I was listening to the most recent TV Talk Machine podcast episode, where they discuss Better Call Saul. For those who don’t know, Saul is a character from Breaking Bad and Better Call Saul is a prequel series to Breaking Bad, with the titular character still being a nice guy, something he definitely isn’t in BB.
In general, prequels don’t seem to have the greatest track record. I merely have to mention the words “star” and “wars”. But isn’t this worse for TV? With a movie or even a book or book series, the writer knows how many installments they have and can plan the amount of story accordingly (or the other way around).

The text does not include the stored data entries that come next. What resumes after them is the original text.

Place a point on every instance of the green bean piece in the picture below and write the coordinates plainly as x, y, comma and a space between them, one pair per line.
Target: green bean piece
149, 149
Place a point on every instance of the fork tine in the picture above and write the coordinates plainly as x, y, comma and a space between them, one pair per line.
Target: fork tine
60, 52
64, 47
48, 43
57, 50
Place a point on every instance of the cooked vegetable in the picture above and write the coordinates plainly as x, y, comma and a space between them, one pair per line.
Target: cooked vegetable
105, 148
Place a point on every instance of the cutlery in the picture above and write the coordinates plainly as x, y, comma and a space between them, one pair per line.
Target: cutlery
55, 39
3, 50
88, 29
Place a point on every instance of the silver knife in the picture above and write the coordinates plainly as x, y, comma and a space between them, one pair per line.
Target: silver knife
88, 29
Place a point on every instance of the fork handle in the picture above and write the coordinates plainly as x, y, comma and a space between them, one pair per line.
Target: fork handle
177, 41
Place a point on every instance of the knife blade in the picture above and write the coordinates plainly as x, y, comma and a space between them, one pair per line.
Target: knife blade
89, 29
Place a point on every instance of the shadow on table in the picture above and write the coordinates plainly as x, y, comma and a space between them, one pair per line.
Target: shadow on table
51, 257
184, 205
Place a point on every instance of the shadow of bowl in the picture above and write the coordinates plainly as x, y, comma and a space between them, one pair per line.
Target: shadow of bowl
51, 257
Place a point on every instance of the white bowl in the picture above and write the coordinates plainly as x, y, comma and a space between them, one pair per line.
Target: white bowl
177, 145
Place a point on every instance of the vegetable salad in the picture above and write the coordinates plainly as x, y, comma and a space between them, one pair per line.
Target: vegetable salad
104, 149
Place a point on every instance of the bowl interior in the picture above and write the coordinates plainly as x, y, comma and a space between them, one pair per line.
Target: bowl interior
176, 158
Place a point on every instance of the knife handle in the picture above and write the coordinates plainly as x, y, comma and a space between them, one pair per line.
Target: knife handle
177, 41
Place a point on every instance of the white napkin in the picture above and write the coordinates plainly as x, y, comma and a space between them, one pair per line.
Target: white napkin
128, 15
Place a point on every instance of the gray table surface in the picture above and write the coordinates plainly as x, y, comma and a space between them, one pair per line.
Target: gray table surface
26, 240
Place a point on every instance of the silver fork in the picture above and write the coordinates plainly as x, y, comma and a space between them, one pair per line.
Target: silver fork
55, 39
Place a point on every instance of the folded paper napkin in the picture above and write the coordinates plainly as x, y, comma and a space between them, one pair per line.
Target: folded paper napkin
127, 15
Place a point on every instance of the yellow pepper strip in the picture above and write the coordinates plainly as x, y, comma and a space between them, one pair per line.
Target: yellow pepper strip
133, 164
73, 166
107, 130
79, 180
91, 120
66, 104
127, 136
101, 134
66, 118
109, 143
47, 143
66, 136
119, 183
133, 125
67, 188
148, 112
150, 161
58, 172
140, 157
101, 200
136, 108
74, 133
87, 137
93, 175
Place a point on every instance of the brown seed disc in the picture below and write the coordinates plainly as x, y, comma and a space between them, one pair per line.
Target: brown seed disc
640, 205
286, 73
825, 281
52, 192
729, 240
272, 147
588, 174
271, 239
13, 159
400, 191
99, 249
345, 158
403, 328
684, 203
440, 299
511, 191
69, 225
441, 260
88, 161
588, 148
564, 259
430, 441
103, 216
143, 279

But with TV, if you’re successful, you have to keep going for an indeterminate amount of time, usually losing some characters/actors along the way. And even one short season is a long, long time to wait for the other shoe to drop. (One complaint about Better Call Saul, which I haven’t watched, is that it’s slow as molasses.)
And this is not just about prequels: the same issue comes up with shows like How I Met Your Mother. Or shows with an important will they / won’t they component: you can’t keep the boy and girl apart for a decade, but you also can’t really get them together because then the tension is lost.
And conspiracies / mysteries. See X-Files and Lost. When the payoff doesn’t come, viewers feel cheated. If it does come, the viewers often feel cheated anyway, because the payoff can never justify a hundred or more episodes of buildup. And it becomes painfully obvious that the writers were making it up as they went all along. Which they have to, as they have no idea how many hours they have to fill.
Basically, the viewers watch because they’re interested in X, but the writers can never give the viewers X because then they’re out of a job.
I guess there’s an exception for shows that wrap up by the end of the first season, but as stated in another thread, it’s unAmerican to cancel a TV show that still makes money, so that rarely happens.
Anyone have any examples of shows that were working towards a known outcome and didn’t end up disappointing a large fraction of their viewers along the way or at the end?